'All the way out there'
Stars and Stripes delivers its newspaper to nearly every location on Guam.
But the paper's circulation manager there is quick to joke about the only spot that goes without coverage.
"We'll deliver all over the island," Henry Wood says. "Except on Cocos Island. I'm not paddling all the way out there."
During a recent work trip to Guam, I heard him use that same line repeatedly. Without fail, it produced chuckles. He explained that it showed local residents that we weren't outsiders who didn't know the area.
The only problem was that since I'm actually based in Tokyo, it made me feel like an outsider who didn't know the area.
So on my day off, I set out in search of the island with a friend.
As luck would have it, it was a scorcher, and I was very much in the mood for some sand and surf activity.
The Cocos Island Resort boat departs hourly. The cost is $40 for tourists, but only $25 for locals and military members. This includes the round-trip ride and lunch when you get there.
The 100-acre island lies roughly 2 miles off Guam's southern tip. The trip there was great and we enjoyed the wind and blue light from the overhead tarp shading our faces.
Walking along the long dock leading to the island, I couldn't help feeling a bit like a hooligan from Pinocchio on his way to Pleasure Island. But our intentions were purer.

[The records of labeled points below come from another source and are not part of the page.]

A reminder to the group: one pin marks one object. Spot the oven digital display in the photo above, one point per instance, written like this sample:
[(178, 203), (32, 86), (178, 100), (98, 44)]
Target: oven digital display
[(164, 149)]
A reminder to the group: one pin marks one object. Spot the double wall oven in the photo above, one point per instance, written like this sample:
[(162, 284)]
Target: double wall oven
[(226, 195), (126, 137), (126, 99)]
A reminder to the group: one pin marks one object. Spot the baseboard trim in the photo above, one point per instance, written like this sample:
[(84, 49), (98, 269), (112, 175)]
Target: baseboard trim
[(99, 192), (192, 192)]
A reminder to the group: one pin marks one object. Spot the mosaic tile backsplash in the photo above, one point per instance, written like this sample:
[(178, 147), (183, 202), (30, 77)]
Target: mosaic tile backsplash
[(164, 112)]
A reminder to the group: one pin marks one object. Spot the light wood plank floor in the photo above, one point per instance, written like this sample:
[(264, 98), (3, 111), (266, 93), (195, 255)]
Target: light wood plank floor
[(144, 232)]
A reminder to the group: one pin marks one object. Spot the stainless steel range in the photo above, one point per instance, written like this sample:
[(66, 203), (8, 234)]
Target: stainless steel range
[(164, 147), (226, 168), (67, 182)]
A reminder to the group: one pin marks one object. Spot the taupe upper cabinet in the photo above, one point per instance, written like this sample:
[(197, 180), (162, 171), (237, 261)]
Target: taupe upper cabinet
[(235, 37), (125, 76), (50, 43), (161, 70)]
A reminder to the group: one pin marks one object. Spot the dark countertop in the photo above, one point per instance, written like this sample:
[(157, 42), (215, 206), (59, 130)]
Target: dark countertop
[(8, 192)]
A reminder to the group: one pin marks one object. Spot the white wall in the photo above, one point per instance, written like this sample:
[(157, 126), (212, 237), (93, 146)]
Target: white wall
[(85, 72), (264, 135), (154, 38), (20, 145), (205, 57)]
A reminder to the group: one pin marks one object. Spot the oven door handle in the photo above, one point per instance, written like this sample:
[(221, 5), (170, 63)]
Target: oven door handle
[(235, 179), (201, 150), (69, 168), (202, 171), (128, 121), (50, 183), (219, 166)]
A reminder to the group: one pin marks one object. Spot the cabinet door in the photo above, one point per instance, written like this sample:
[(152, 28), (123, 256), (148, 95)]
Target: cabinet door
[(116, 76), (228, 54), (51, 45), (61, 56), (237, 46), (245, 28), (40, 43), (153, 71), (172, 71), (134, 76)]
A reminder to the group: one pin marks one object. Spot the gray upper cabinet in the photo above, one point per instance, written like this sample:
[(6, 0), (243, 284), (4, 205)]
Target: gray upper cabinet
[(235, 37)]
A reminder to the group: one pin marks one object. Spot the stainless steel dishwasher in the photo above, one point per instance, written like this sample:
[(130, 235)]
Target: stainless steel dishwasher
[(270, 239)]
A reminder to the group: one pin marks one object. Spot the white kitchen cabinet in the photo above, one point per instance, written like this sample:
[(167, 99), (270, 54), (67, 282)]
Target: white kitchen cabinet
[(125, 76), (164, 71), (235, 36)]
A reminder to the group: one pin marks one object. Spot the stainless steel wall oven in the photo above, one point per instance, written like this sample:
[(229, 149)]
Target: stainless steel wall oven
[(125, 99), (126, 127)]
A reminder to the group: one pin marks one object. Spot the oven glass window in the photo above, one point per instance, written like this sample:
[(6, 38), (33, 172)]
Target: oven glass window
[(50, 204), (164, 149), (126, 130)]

We started with a buffet-style lunch offering curry and rice, chicken, noodles and salads. We decided that the rest of the experience would have to be somewhat of a train wreck for it not to be worth the price.

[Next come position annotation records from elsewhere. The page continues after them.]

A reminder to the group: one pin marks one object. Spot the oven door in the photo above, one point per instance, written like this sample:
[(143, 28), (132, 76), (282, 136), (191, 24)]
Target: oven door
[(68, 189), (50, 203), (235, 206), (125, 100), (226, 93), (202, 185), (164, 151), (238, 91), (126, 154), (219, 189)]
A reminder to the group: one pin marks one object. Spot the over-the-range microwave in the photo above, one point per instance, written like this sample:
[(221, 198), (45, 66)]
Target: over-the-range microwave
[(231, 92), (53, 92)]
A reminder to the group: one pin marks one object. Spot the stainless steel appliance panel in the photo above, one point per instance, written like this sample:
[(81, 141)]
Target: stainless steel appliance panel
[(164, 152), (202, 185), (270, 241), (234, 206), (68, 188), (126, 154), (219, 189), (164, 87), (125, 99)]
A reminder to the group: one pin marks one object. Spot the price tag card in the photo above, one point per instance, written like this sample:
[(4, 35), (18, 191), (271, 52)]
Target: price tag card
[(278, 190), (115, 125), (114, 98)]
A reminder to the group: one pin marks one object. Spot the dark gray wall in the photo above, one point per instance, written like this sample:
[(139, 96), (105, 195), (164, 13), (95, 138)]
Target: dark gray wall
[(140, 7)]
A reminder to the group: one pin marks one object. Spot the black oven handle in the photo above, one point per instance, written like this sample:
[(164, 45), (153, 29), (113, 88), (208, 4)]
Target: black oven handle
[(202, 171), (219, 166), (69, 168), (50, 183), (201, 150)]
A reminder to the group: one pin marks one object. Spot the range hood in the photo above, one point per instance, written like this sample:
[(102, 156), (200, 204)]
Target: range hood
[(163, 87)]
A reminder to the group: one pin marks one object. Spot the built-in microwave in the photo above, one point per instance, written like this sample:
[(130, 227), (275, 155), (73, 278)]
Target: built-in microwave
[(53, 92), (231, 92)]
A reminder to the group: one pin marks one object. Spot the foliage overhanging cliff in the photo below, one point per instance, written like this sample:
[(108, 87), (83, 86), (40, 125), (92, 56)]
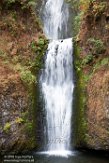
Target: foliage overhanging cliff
[(22, 45), (92, 67)]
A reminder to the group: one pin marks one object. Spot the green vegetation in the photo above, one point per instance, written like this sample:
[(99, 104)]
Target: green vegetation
[(7, 127), (80, 99), (19, 120), (96, 45), (25, 4)]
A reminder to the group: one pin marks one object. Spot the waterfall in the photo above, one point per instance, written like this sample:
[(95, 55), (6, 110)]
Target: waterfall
[(57, 78)]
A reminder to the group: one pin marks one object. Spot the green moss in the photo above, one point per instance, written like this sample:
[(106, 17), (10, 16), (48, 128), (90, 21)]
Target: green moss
[(7, 127), (96, 45), (80, 100)]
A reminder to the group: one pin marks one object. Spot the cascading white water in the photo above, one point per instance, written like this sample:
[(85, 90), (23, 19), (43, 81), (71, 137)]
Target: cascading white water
[(55, 19), (57, 78)]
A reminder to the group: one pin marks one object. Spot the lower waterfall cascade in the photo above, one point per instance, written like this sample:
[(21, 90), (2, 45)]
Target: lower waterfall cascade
[(56, 79)]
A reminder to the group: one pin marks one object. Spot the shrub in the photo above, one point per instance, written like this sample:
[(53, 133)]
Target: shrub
[(96, 45)]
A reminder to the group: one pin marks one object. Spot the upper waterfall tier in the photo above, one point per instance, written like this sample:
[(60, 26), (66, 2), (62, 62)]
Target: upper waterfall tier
[(55, 18)]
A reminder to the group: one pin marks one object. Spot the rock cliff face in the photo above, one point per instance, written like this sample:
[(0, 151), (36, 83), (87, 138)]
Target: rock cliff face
[(21, 47), (93, 41)]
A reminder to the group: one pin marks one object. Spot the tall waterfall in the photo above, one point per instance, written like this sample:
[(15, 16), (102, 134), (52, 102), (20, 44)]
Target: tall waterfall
[(57, 78)]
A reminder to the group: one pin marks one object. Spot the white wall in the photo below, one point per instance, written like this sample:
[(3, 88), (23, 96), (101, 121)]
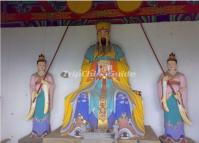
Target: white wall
[(21, 46)]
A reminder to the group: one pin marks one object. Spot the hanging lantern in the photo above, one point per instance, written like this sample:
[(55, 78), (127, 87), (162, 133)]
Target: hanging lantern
[(128, 6), (79, 7)]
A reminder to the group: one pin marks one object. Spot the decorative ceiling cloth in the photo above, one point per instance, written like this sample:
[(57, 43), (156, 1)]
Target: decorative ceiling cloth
[(59, 13)]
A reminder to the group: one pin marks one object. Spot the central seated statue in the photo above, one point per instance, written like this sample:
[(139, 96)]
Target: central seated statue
[(105, 98)]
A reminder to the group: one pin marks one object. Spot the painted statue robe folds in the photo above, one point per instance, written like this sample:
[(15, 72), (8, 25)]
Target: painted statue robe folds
[(40, 107), (104, 97), (173, 120)]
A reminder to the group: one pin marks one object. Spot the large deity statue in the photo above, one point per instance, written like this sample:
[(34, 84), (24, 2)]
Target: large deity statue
[(105, 97), (42, 100)]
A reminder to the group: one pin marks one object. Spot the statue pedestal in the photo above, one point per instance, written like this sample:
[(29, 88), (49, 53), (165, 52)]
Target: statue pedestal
[(188, 140), (55, 137)]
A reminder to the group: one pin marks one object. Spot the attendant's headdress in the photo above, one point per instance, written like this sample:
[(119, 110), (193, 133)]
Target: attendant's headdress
[(103, 26), (41, 58), (172, 57)]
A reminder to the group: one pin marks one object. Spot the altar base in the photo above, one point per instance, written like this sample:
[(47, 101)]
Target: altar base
[(55, 137)]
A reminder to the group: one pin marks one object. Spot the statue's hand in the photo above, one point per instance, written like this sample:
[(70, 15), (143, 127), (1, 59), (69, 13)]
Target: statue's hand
[(166, 78), (44, 82)]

The resort consists of just three buildings: the restaurant, and two buildings that host the activity ticket counter, snack bar, small gift shop and beach rental equipment.
Before looking into the sports and other activities, we decided to explore and hiked down the shoreline and through the jungle. We covered most of the island in about an hour. My friend's mention of possible wild boar quickened our pace at the end.
Back on the main drag, we spent a few moments in the shade on a couple of hammocks before making our way to the ticket counter.
For such a tiny island, just about any water activity is available, including snorkeling, diving, wake boarding, jet skiing, fishing, boating and parasailing.
My fear of heights had kept me from parasailing in the past, but I was feeling adventurous. I bought a $60 ticket to give it a shot.
I was in a group of four and was the last to go. I'm horribly distrustful of safety equipment when I'm hundreds of feet up in the air, and that might have affected the amount of fun I had, but the water was beautiful and crystal clear even from that height.
I could hear my friend in the boat yell to the driver that I was in the U.S. Navy and that I loved the water. I wasn't sure why that was relevant until my line started to lower and I began skipping across the surface of the ocean.
This ended up being the highlight as the water was incredibly warm and refreshing.
Once back on shore, we learned that the last boat back left at 4 p.m., so we didn't have any time to hit the beach.
Despite the weird irony of parasailing being the only way I got in the water, we left satisfied and ready to recommend Cocos to others.
I also felt good knowing I could now take part in Henry's little inside joke.